Accurate dating of these very recent features (in the realm of archaeology) is critically important in relation to a number of research topics. Unfortunately, radiocarbon dating typically provides date ranges of several decades or more. This margin of uncertainty is not a significant problem for sites that date from thousands of years in the past but it clearly presents difficulties for more recently used places that date to mere centuries ago—where the difference of a few decades, or even a few years, can make a critical difference in the interpretation of a site.
By far the most successful dating technique that is being used on these “late” Native American sites is tree-ring dating. In general, the Colorado Wickiup Project has restricted its tree-ring sampling to wooden elements such as wickiup poles that show evidence of having been harvested while alive. This is done to avoid relying on dates that reflect when a tree died of natural causes decades or centuries before it was collected and used by a site’s occupants, also known as the old wood issue. This research has produced dates ranging from AD 1771 to 1916.
The mere presence of historic ceramic wares on a site is an indicator of a resource’s age, and the nature of these artifacts can provide further indications of a site’s age (sometimes to within a few years or decades) in addition to insights into such factors as the presence of horses, guns, and so forth. Along with the tree-ring analysis of ax-cut feature elements and source trees, systematic scrutiny of anthills for glass seed beads, and the use of extremely fine mesh sifting screens (window screen and 1-millimeter mesh) to isolate bullet primers, shotgun pellets, and beads during excavation, metal detection has proven to be an absolute requirement for the analysis and interpretation of historic Native American sites.
Nearly half of the sites (42 percent) provide evidence of Euro-American trade goods—from iron projectile points and decorative tinklers to bullets and horse tack. If the twenty-three higher elevation sites are removed from the sample—where very little remains in the way of ax scars or other evidence—this percentage increases to over half. It is surmised that even more of the sites date to post-European contact times based on the overall condition of the feature wood and the assumption that a percentage of these sites simply have not yet produced evidence of trade wares.

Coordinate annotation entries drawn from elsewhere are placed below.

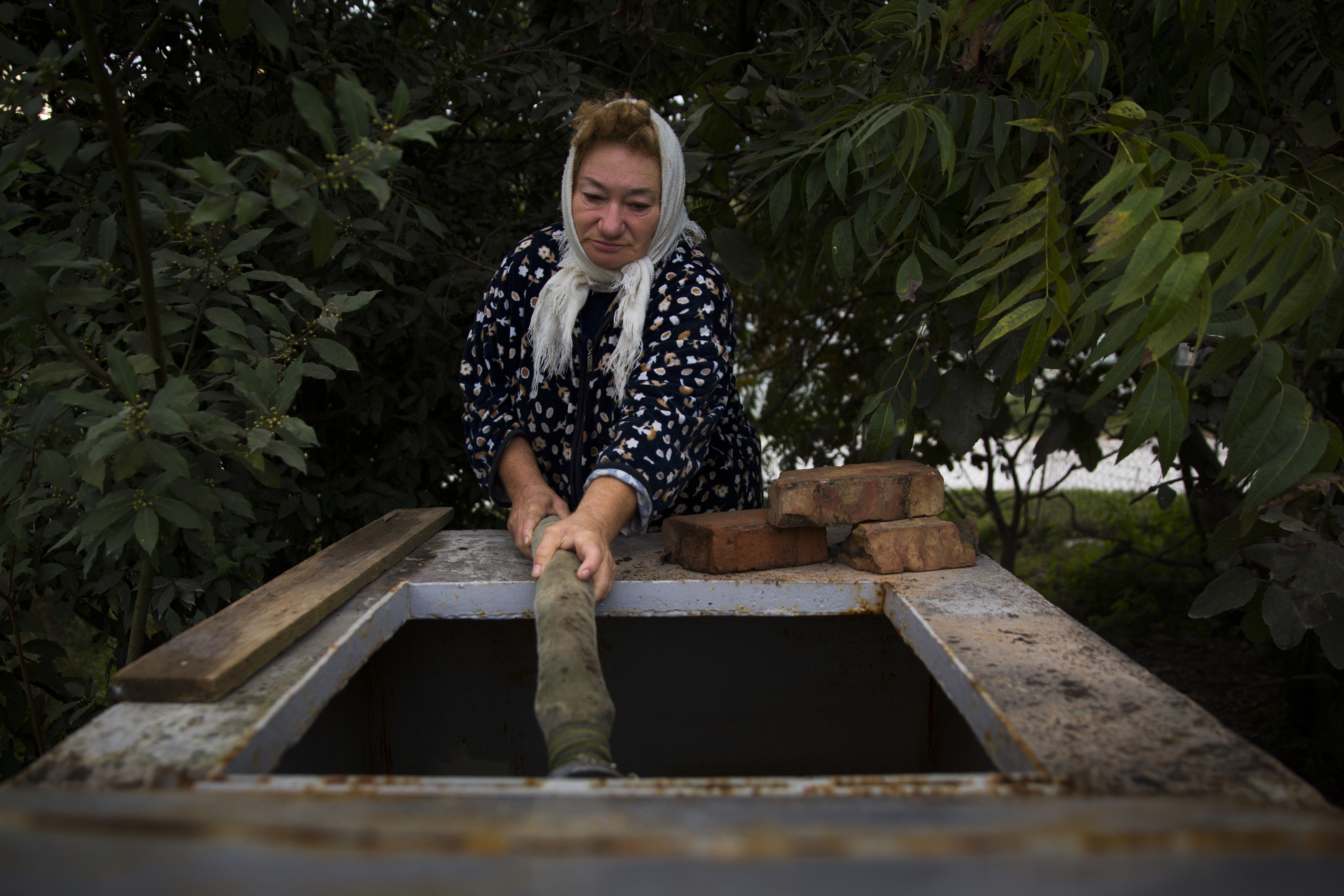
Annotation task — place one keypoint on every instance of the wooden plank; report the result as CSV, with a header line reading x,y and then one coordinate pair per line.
x,y
209,660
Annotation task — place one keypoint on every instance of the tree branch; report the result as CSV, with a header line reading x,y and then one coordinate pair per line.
x,y
140,45
129,187
64,338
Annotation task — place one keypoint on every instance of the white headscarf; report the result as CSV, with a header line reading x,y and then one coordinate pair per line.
x,y
564,295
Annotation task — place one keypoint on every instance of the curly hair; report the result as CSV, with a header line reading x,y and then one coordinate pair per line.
x,y
623,120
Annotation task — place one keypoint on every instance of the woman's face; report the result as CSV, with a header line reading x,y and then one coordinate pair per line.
x,y
616,200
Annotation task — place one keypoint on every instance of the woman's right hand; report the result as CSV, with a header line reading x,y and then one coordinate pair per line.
x,y
537,503
529,492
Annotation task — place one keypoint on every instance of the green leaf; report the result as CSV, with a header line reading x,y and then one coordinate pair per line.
x,y
1137,207
312,108
123,374
169,459
1015,319
178,513
1288,465
61,140
354,105
780,197
909,278
1272,428
322,230
842,249
335,354
213,174
288,389
422,129
882,429
288,453
1175,289
236,504
1148,409
1233,589
166,421
376,184
1220,91
197,495
54,468
1228,354
250,207
838,166
1121,175
1284,625
1309,291
299,432
147,528
1041,126
1253,389
228,319
1154,249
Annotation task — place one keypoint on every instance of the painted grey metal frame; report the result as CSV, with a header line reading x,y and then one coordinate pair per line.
x,y
1054,706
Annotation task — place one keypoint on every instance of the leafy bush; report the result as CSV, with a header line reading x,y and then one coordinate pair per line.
x,y
155,351
1124,215
296,224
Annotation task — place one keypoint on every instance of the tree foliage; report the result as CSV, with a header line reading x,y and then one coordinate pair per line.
x,y
947,225
265,356
1120,215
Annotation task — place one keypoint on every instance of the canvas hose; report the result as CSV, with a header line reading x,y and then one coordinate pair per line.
x,y
573,706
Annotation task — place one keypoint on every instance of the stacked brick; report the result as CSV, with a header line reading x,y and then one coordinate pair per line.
x,y
893,508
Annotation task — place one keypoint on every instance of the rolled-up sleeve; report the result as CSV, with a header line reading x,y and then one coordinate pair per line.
x,y
490,375
678,394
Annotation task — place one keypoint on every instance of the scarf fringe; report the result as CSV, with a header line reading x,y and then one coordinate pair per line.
x,y
565,293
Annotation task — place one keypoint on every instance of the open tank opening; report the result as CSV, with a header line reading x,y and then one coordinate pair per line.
x,y
695,696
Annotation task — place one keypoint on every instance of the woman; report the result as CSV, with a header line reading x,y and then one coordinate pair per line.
x,y
599,375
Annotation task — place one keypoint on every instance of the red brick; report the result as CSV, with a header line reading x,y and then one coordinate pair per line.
x,y
737,542
912,546
855,494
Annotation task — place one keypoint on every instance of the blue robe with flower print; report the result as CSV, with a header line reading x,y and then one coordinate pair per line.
x,y
678,434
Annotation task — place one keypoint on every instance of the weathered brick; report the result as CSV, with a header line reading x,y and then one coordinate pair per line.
x,y
855,494
912,546
737,542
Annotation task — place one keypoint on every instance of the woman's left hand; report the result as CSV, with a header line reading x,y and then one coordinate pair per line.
x,y
605,508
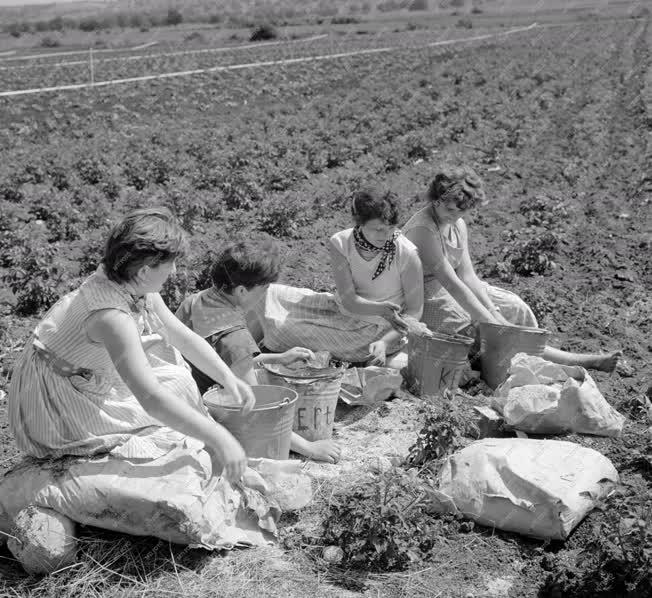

Eight of the fifteen sites that have produced “target” tree-ring cut dates (all within the piñon-juniper vegetation zone) demonstrate post-“Ute removal” occupation—that is, after 1881. Again, it can be assumed that a higher percentage of the tree-ring dated sites are post-removal, but it cannot be demonstrated as such due to the absence of an unknown number of outer rings on the tree-ring samples due to natural or cultural attrition.
The characteristics of wickiups and other forms of shelter make it clear that Ute peoples were much more opportunistic and pragmatic, and less rigid and ritualistic, regarding the design and construction of their shelters than has been previously suggested in the literature. Entryways, for example, have been found to be oriented in virtually every compass direction and hearths are found both on the interior and exterior of wickiups in roughly equal numbers and in various locations.
The documentation of the last remaining wickiups and other structures, along with the associated artifacts, is extremely important. In addition to the finding and recording of new wickiup sites in Colorado, there is a critical need to revisit all of the known sites in the state and bring the documentation and data collection up to current standards.